January 20, 2008

Industry turmoil slams Washington Mutual

SEATTLE - Turmoil in the mortgage and credit markets in the second half of 2007 decimated Washington Mutual Inc.'s fourth-quarter performance and dragged the country's largest savings and loan into the red for the year.

WaMu had been preparing Wall Street for the hit, caused by the plummeting value of its mortgage portfolio and the growing number of people who can't repay their debts, since December.

The year was so bad that Kerry Killinger, WaMu's chief executive officer, said in a conference call Thursday he would not accept a bonus.

And then he told analysts that 2008 won't be much better.

Investors must have expected worse. After hours, shares climbed back from a 7 percent drop to $12.46 in the regular session, before the results were announced.

For the quarter, WaMu said it swung to a loss of $1.87 billion, or $2.19 per share, after a profit of $1.06 billion, or $1.10 per share last year.

Those earnings included a write-down of $1.6 billion to account for the sinking value of its home loan portfolio, and $1.53 billion to cover future loan losses — more than four times what WaMu set aside for unpaid loans in the year-ago quarter.

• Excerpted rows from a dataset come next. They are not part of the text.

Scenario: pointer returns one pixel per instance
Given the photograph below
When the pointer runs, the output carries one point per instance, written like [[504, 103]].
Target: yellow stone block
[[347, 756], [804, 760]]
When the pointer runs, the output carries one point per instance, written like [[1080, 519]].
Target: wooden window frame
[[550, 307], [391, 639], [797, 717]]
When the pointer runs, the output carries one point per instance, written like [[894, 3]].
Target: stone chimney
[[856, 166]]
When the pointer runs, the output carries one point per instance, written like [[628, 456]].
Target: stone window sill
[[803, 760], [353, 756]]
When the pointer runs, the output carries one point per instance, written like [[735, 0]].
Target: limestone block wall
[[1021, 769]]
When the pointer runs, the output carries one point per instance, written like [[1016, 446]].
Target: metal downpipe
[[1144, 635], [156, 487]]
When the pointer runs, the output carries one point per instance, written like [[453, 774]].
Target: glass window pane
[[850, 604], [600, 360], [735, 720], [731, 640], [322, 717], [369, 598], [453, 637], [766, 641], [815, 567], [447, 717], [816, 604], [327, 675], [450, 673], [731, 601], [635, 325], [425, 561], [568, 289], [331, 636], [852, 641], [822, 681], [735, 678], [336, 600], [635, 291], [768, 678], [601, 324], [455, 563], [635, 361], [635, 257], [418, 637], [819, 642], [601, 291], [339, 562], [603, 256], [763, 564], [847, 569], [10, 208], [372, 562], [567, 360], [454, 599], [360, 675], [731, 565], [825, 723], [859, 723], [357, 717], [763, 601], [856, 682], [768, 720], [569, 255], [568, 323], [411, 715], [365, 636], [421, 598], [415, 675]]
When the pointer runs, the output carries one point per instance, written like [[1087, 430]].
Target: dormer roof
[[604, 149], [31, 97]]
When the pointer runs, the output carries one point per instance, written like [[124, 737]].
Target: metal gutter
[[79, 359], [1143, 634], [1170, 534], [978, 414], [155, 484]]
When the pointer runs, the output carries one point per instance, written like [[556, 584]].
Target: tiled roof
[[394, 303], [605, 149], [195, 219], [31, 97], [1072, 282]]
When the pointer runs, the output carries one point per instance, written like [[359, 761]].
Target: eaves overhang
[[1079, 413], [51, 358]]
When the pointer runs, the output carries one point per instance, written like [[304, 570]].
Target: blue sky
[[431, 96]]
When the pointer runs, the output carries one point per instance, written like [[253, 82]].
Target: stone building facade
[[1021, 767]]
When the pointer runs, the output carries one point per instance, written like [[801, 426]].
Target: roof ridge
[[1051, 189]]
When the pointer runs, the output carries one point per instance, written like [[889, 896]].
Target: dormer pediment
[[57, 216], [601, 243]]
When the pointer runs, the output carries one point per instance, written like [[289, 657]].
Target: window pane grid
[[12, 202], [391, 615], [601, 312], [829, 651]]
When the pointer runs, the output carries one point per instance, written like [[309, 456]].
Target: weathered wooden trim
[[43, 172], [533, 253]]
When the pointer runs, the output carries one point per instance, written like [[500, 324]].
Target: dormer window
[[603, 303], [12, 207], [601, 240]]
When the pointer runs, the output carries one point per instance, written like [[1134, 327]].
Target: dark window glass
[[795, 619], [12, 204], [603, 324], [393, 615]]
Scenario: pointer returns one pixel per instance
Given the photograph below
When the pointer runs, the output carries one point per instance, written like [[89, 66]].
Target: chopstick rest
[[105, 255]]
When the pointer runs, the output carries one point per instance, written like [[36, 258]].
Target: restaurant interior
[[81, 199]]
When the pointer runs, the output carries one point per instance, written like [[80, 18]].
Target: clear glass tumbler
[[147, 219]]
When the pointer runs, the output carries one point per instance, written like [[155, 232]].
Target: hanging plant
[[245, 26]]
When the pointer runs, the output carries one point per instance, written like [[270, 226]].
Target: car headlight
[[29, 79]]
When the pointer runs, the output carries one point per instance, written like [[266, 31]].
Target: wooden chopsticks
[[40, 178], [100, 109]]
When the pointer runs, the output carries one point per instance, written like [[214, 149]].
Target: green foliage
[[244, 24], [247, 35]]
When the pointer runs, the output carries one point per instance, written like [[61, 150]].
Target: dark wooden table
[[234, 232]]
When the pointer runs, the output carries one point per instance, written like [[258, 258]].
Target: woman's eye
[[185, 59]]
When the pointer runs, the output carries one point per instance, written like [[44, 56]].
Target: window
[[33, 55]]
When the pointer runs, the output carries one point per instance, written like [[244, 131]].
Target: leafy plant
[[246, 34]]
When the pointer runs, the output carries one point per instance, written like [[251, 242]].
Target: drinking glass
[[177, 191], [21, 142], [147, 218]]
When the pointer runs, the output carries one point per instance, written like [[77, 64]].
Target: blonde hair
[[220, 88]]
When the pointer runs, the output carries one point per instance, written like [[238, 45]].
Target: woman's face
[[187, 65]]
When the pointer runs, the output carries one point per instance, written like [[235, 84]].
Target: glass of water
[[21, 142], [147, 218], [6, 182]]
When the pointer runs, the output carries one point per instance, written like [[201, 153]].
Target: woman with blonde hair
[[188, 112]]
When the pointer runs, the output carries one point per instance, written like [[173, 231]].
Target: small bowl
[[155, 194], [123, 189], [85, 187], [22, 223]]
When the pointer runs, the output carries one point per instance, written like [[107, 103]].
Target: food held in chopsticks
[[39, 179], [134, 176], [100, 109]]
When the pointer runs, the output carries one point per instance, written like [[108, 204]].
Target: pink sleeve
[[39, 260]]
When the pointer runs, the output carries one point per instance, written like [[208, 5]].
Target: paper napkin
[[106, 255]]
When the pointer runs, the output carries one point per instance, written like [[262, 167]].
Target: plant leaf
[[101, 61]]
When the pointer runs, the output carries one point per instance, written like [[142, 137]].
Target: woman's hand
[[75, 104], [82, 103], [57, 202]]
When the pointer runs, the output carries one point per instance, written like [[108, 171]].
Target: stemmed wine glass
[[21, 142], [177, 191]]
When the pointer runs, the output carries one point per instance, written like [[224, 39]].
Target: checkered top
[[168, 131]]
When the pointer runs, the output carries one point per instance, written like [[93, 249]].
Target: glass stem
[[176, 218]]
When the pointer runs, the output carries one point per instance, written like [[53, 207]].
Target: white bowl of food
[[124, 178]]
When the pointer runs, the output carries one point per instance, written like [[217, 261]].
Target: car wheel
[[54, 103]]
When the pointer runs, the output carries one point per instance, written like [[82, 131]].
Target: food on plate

Revenue fell 5 percent to $3.41 billion in the quarter, behind Wall Street's expectation of $3.51 billion.

"Clearly, the current downturn in housing is acute and deeper than expected. We continue to see declining home prices, elevated inventories of unsold homes and increased foreclosure activity," Killinger said, particularly in California and Florida, where WaMu's mortgage customers are concentrated.

The report was grim, but Howard Shapiro, an analyst for Fox-Pitt Cochran Caronia, said he thought it would be worse.

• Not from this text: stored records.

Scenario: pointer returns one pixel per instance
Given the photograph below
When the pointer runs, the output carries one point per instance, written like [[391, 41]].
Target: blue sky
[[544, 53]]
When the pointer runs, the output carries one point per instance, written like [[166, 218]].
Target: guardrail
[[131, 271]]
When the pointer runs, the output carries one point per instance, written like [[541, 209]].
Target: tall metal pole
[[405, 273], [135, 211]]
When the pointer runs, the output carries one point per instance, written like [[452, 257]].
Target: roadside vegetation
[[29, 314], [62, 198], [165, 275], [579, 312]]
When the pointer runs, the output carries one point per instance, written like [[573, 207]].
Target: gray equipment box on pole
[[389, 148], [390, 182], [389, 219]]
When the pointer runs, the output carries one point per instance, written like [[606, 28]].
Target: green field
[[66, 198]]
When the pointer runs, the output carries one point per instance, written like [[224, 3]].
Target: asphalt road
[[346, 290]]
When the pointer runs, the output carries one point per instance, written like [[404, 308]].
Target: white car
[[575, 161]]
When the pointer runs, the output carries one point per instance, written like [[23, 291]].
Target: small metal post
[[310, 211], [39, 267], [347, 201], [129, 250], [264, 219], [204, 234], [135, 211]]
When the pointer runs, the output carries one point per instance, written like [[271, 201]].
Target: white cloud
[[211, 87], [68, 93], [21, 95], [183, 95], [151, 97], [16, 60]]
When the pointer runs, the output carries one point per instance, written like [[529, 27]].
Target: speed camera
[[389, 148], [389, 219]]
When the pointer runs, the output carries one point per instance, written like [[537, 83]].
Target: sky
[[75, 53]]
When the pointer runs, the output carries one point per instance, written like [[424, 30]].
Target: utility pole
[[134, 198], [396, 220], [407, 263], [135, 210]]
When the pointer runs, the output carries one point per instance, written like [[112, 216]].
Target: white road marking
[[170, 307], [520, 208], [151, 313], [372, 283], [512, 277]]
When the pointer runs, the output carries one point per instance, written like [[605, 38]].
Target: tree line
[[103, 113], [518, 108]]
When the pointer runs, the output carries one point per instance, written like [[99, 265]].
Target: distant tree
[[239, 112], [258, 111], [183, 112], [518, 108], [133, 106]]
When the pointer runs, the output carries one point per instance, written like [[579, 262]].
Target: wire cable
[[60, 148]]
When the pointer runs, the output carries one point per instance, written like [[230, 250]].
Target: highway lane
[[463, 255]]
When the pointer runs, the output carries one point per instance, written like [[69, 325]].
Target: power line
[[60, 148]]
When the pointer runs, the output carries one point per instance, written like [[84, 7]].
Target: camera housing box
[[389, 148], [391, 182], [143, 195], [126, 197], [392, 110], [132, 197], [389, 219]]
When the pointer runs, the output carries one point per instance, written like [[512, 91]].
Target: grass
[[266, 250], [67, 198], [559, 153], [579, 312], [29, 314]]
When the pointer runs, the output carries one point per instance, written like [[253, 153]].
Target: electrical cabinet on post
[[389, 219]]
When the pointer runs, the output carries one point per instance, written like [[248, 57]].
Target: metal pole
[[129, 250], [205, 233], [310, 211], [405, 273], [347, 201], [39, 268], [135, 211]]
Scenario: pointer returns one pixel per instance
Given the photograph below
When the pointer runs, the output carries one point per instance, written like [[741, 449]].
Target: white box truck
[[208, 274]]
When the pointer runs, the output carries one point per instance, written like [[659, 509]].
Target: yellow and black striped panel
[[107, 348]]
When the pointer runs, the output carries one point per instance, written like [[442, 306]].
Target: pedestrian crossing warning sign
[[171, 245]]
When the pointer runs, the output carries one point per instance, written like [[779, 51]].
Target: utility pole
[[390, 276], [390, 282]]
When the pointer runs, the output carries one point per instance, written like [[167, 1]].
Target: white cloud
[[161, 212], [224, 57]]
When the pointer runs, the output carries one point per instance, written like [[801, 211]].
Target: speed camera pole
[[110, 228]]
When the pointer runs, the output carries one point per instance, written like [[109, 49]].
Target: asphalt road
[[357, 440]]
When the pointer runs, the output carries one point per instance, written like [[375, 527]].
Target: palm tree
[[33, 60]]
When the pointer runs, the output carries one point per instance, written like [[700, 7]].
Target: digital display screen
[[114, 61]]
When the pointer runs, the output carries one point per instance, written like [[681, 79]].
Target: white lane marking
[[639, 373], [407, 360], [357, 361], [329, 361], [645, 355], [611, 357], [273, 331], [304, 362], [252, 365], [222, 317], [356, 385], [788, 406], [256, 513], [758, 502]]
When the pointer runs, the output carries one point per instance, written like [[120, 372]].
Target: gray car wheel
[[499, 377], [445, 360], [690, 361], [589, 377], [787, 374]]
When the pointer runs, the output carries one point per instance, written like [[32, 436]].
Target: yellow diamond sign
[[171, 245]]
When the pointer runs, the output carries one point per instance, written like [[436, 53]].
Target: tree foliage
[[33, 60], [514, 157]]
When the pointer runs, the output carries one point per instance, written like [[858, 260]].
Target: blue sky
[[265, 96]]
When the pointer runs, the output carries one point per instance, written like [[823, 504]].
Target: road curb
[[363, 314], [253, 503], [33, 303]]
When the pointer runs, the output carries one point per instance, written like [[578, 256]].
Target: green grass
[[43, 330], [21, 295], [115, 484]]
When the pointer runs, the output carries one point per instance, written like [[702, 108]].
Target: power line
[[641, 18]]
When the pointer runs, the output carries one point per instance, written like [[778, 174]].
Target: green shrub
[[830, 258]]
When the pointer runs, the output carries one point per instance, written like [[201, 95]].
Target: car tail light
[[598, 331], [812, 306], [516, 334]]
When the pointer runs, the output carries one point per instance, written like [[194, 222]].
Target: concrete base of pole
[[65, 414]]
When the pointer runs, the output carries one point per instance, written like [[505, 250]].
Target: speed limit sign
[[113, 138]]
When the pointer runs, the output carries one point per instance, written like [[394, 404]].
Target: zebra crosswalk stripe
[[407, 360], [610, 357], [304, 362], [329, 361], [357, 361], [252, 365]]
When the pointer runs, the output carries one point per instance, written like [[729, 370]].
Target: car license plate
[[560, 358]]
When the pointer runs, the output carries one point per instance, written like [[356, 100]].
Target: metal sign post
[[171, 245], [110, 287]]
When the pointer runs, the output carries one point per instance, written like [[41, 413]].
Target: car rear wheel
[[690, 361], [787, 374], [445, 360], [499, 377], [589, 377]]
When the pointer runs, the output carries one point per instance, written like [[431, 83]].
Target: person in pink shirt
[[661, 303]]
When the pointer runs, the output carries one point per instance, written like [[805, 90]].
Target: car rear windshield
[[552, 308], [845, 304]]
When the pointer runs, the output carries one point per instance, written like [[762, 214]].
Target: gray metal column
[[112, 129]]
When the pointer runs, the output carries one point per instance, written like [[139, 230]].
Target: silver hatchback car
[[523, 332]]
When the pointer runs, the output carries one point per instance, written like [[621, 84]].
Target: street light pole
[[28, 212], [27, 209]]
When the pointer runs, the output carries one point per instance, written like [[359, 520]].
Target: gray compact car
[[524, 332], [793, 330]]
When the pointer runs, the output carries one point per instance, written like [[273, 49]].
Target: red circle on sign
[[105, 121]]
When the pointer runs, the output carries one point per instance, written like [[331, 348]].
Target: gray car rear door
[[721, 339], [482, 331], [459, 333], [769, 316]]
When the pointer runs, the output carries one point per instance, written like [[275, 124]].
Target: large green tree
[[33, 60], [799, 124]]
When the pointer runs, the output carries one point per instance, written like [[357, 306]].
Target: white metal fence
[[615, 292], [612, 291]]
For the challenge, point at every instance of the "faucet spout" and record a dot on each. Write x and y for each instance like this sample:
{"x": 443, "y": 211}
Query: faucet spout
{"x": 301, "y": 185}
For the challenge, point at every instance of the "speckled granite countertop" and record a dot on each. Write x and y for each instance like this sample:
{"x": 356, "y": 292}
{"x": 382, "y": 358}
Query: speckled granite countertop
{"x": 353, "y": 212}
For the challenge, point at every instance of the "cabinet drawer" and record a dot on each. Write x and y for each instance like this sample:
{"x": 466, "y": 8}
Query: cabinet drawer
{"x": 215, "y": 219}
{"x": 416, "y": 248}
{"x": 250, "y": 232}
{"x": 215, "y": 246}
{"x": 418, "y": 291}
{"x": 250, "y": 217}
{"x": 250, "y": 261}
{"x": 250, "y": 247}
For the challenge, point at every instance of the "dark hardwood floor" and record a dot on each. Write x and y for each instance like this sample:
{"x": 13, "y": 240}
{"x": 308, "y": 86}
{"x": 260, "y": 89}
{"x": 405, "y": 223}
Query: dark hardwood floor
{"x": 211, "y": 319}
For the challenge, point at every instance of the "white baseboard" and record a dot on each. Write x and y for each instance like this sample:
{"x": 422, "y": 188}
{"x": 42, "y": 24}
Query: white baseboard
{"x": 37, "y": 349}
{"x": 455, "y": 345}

"There was a big sigh of relief," he said. "If they can get through this next year, then I think they'll stay viable."

WaMu's mortgage division was hit hardest in the quarter. Its home loans volume sank 97 percent to $19.09 billion compared with the fourth quarter of 2006, and the division's net loss totaled $1.96 billion, compared with a loss of $124 million in the year-ago quarter.

But it was WaMu's credit card division results and outlook that most surprised Shapiro. WaMu said card services net income sank 35 percent to $92 million in the quarter. Killinger said rising unemployment pushed up delinquency rates and credit losses.

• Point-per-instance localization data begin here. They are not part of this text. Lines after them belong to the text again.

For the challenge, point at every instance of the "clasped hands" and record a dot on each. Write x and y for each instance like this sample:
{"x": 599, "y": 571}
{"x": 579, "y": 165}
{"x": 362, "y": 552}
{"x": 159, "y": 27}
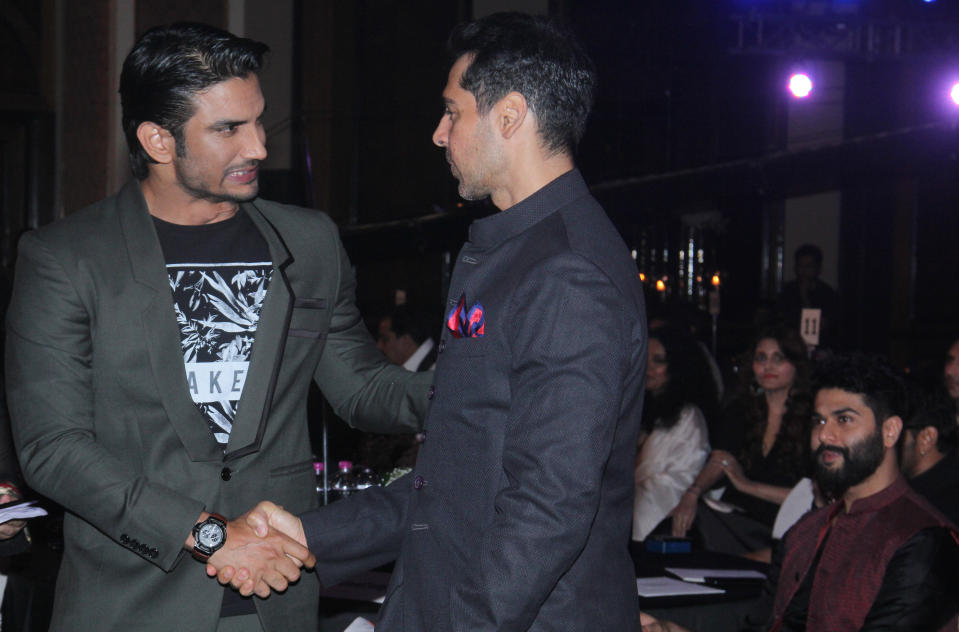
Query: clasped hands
{"x": 264, "y": 550}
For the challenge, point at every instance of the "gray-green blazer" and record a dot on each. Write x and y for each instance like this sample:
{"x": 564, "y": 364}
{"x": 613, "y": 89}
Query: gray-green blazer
{"x": 104, "y": 423}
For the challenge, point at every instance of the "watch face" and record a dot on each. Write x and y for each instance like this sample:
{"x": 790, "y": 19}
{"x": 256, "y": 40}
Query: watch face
{"x": 210, "y": 535}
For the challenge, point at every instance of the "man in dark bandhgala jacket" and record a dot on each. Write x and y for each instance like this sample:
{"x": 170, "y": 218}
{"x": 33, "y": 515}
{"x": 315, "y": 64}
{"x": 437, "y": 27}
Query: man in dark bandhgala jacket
{"x": 880, "y": 556}
{"x": 517, "y": 515}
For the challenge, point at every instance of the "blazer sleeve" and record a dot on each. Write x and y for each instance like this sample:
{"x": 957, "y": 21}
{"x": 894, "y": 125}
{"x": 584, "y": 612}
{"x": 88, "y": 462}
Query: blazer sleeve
{"x": 50, "y": 391}
{"x": 363, "y": 388}
{"x": 570, "y": 344}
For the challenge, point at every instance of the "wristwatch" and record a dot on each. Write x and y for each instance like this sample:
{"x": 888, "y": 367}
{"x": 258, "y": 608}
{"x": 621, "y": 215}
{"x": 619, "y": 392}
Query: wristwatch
{"x": 208, "y": 536}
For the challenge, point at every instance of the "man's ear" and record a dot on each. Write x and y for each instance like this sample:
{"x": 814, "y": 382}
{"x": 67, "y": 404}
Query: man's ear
{"x": 927, "y": 439}
{"x": 157, "y": 142}
{"x": 511, "y": 111}
{"x": 891, "y": 429}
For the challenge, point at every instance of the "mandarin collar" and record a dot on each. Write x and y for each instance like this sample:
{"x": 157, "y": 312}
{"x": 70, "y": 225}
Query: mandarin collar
{"x": 879, "y": 499}
{"x": 495, "y": 229}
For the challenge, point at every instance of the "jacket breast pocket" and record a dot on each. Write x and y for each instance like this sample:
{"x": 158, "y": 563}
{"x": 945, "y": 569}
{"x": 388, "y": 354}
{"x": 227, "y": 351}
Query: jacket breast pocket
{"x": 309, "y": 318}
{"x": 468, "y": 347}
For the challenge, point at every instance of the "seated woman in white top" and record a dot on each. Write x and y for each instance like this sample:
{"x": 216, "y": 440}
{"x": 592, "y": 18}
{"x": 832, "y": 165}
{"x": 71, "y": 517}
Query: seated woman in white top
{"x": 674, "y": 442}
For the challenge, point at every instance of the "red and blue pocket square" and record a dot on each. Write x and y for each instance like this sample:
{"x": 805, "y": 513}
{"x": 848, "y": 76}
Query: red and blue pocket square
{"x": 466, "y": 323}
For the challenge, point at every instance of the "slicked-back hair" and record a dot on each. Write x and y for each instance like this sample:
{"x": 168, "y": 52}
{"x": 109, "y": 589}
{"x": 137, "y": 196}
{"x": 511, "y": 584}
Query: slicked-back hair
{"x": 167, "y": 68}
{"x": 882, "y": 387}
{"x": 536, "y": 58}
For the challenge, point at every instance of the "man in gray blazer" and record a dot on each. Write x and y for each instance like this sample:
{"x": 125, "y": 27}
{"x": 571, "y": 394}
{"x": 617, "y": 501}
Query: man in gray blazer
{"x": 160, "y": 346}
{"x": 517, "y": 514}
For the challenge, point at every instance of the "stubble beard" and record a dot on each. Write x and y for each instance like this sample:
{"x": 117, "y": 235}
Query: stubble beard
{"x": 859, "y": 462}
{"x": 197, "y": 189}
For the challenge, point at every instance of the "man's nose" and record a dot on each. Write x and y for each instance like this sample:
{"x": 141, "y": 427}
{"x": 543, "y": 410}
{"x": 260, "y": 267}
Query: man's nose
{"x": 255, "y": 148}
{"x": 826, "y": 432}
{"x": 441, "y": 133}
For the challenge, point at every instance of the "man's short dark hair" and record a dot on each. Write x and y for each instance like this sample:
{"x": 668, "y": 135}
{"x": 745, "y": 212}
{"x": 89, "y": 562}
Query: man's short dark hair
{"x": 537, "y": 58}
{"x": 938, "y": 411}
{"x": 880, "y": 385}
{"x": 809, "y": 250}
{"x": 407, "y": 320}
{"x": 167, "y": 67}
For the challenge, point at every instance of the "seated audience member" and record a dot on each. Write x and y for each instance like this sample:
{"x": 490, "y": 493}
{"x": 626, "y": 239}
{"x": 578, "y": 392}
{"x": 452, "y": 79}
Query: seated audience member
{"x": 928, "y": 456}
{"x": 404, "y": 337}
{"x": 760, "y": 446}
{"x": 674, "y": 440}
{"x": 879, "y": 557}
{"x": 950, "y": 376}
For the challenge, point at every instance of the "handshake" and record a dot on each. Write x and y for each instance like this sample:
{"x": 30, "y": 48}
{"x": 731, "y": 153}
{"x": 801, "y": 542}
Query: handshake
{"x": 264, "y": 550}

For 2008, Killinger forecast continued high unemployment would cause slower growth rates for managed credit card receivables, as well as higher loss rates. The CEO said WaMu would cut back on marketing credit cards, except in bank branches and on its Web sites.

"We're obviously concerned about that," said Shapiro.

The brighter spots in WaMu's quarter were its commercial loans business and its retail banking operations — the branches and Web sites that support checking and savings accounts for individuals and businesses. While net income for both divisions fell compared with a year ago, Shapiro called the credit quality of its commercial loan portfolio "pristine," and noted the rising fees in the retail banking division.

For 2007, WaMu posted a loss of $67 million, or 12 cents per share, on $11.11 billion in revenue, compared to a profit of $3.56 billion, or $3.64 per share, on $13.68 billion in revenue in 2006.

Analysts were looking for a profit of 59 cents per share on $13.78 billion in sales.

In December, WaMu said it expected loan loss provisions to total as much as $2 billion a quarter in 2008, a forecast executives affirmed Thursday.

The Seattle-based bank also said in December it would shutter its subprime lending business and control expenses with layoffs and a dividend cut. WaMu reported Thursday that subprime mortgages accounted for $18.6 billion, or 7 percent, of its $244.4 billion loan portfolio.

Shares of WaMu edged up 3 cents to $12.49 in after-hours electronic trading, after sinking 93 cents, or 7 percent, to close at $12.46.